An ssh command exits with the exit status of the remote command (0 if successful) or a value 255 if an error occurred while processing request via ssh session [1]. In a similar way, scp will return a >0 code, if the operation was not successful [2].
When these return codes are returned, it is worth checking /var/log/secure to know more about what caused the problem. Even with not much evidence under /var/log/secure, in many cases, it has to do with the amount of parallel ssh/scp sessions opened by Greenplum tools and their timeouts being too short.

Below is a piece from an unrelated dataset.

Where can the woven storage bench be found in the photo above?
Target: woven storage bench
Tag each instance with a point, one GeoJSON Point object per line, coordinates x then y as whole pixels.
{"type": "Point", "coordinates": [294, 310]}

There are two ways to resolve this issue:
(Recommended) Use a smaller -B option in the specific utility to decrease the number of parallel processes that are spawned with it. This value can be quite big by default (i.e. 60 in gpstate or 16 in gpexpand).
gpexpand -B 8 -i input_file (This reduces the number of parallel processes to 8 in gpexpand) gpstate -B 30 (This reduces the number of parallel processes to 30 in gpstate)
Modify the system ssh/scp settings and increase the maximum number of concurrent sessions. MaxStartups can take the following format XX:YY:ZZ. In this format XX is the number of unauthenticated connections before we start dropping, YY is the percentage chance of dropping once we reach XX and ZZ is the maximum number of connections at which we start dropping everything [3].